Modern Skeleton Tracking Benchmarking

June 19, 2018

Demo Video


Project Goal

This project explore a variety of new skeleton tracking technologies. It benchmarks accuracy, computing resources, and hardware requirements. The project develops user manuals and tutorials to accompany the results.


Hardware & Development Environment

In general, the selectivity of skeleton tracking development enviroment depends on the depth sensor you choose. The following is a table of development environments based on different depth sensors.

possible development environment choice

Kinect V1 Kinect V2 AUSU Xtion Pro Live

Microsoft Kinect (first generation)

To get the depth information, it employes PrimeSense’s Light Coding technology. There is two version of products: Kinect for XBOX 360 and Kinect for Windows. The former can be used on XBOX 360 and a PC, while the latter is PC only. The following are development environments for Kinect first generation:

Note: Kinect (first generation) incompatible with Kinect for Windows SDK 2!


Microsoft Kinect (second generation)

The second generation uses Microsoft own Time of Flight technology for depth generation.
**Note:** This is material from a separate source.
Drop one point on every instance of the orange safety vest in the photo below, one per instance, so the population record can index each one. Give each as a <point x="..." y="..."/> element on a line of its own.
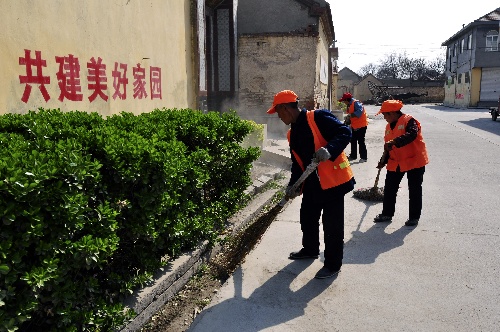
<point x="410" y="156"/>
<point x="360" y="122"/>
<point x="331" y="173"/>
There has two version, one is specific for Windows, the other is specific for XBOX One, they generally share the same functionality.

Development environemnts:

  • Kinect for Windows SDK v2:
    • The most popular development environment for Kinect camera (second generation)
    • Requires USB 3.0 port
    • Requires Windows 8 or greater
  • OpenNI 2:
    • doesn’t work with NiTE, it lacks skeleton keypoints information.
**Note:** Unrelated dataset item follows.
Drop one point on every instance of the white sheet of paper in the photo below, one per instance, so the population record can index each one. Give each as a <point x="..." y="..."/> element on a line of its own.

    • works with OpenNI2 and libfreenect2 on non-Windows platforms, but still lacks skeleton information.


AUSU Xtion series or other PrimeSense depth sensor

Requires OpenNI 1 or OpenNI2.


Selected Solutions of Skeleton Tracking

Github Repository

  1. openni2-tracker

  2. kinect_v2_skeleton_tracking

  3. openpose_ros


1. XBOX 360 Kinect + OpenNi_tracker + NITE + Linux

System Requirements(taken from Microsoft SDK v1.8 website.)

  1. Recommanded Operating System:
    • Ubuntu 14.04 or 16.04
  2. Recommended Hardware Configuration:
    • 32-bit (x86) or 64-bit (x64) processor
    • Dual-core 2.66-GHz or faster processor
    • Dedicated USB 2.0 bus
    • 2 GB RAM
    • A Microsoft Kinect for Windows sensor
  3. Software Requirements:
    • OpenNI-Bin-Dev-Linux-x64-v1.5.7.10
    • NITE-Bin-Linux-x64-v1.5.2.23
    • SensorKinect093-Bin-Linux-x64-v5.1.2.1

Build development environment

Solution 1’s development environment is the easist one to build. To learn how to build the development environment, please follow the guide here.

Introduction

Kinect V1 can simultaneously track 2 persons(within XBox 360) within 20 key joints points. This solution gives skeleton tracking result as tf data format in ROS, and visualizes corresponding joint coordinates in Rviz.

Comparison between official development package and unofficial development package for Kinect v1:

Official SDK: Pros:

  • Audio support.
  • Multiple sensor(Kinect) support.
  • higher accuracy in non-standard pose estimation.

OpenNI/NITE: Pros:

  • Open-sourced.
  • Matching RGB image and depth image.
  • Gesture recognition and tracking.

Evaluation of Solution 1:

Pros:

  • Little computational requirements.
  • High refresh rate, low latency for tracking results.

Cons:

  • Requires distence greater than one meter from Kinect.
  • Tracking no robust when person’s limbs greatly overlap.
  • Rquires “psi” pose to initialize skeleton tracking.

2. Xtion PRO LIVE + OpenNI2 + NITEv2.2 + Linux

System Requirements

  1. Recommand Operating System:
    • Ubuntu 14.04 or 16.04
  2. Recommended Hardware Configuration:
    • 32-bit (x86) or 64-bit (x64) processor
    • Dual-core 2.66-GHz or faster processor
    • Dedicated USB 2.0 bus
    • 2 GB RAM
  3. Software Requirement:
    • OpenNI-Bin-Dev-Linux-x64-v2
    • NITE-Bin-Linux-x64-v2.2
    • libopenni-sensor-primesense0

Build development environment

To learn how to build solution 2’s development environment or access corresponding docker image file directly, please follow my corresponding github repository openni2-tracker.

Evaluation of Solution 2 based on Solution 1:

Pros:

  • No “psi” pose to initialize skeleton tracking.
  • Xtion Pro Live is significantly lighter than Kinect camera (first generation).

Cons:

  • The skeleton tracking is comparatively unstable.

3. XBOX ONE Kinect + Microsoft SDK + OpenCV + Windows

System Requirements(Microsoft SDK 2.0 website.)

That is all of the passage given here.